In 1772, in the course of the First Partition of Poland Będzieszyn (aka Bendieszin) became part of the Kingdom of Prussia. Bendieszin then formed a manorial ward in the newly founded District of Dirschau. With partitioning Dirschau District in smaller districts in 1818, Bendieszin formed part of the new Danzig-Land District in the Danzig Region within West Prussia. In 1871 Bangschin, with all of Prussia, became part of Germany. In 1887, on partitioning Danzig-Land, Bangschin became part of the new Danzig Heights District. In 1910 Bangschin counted 174 inhabitants.

Following the provisions of the Treaty of Versailles, the Bangschin manorial ward, together with most of the Danzig Heights District, became part of the Free City of Danzig, a League of Nations mandate, in January 1920, more than a year after World War I. In 1929, when the Senate of Danzig dissolved all manorial wards, assigning them to one or more adjacent municipalities or transforming them into municipalities of their own, Bangschin was assigned to Praust.
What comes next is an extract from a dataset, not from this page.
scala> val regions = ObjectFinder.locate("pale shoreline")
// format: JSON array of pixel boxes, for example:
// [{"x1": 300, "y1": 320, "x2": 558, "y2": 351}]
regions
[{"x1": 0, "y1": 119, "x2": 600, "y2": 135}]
After the German and Soviet Invasion of Poland, in 1939 Nazi Germany annexed the Danzig territory in a unilateral act, not recognised under international law, and merged Bangschin in the new Gau Danzig-West Prussia, an occupational authority not recognised under international law. Bangschin became part of the occupational Rural district of Danzig for the period until the end of World War II. By the end of the war, in early 1945, the Red Army conquered and occupied the area. In summer 1945, following the provisions of the Potsdam Agreement, the Soviet occupation forces handed over Będzieszyn once again to Poland.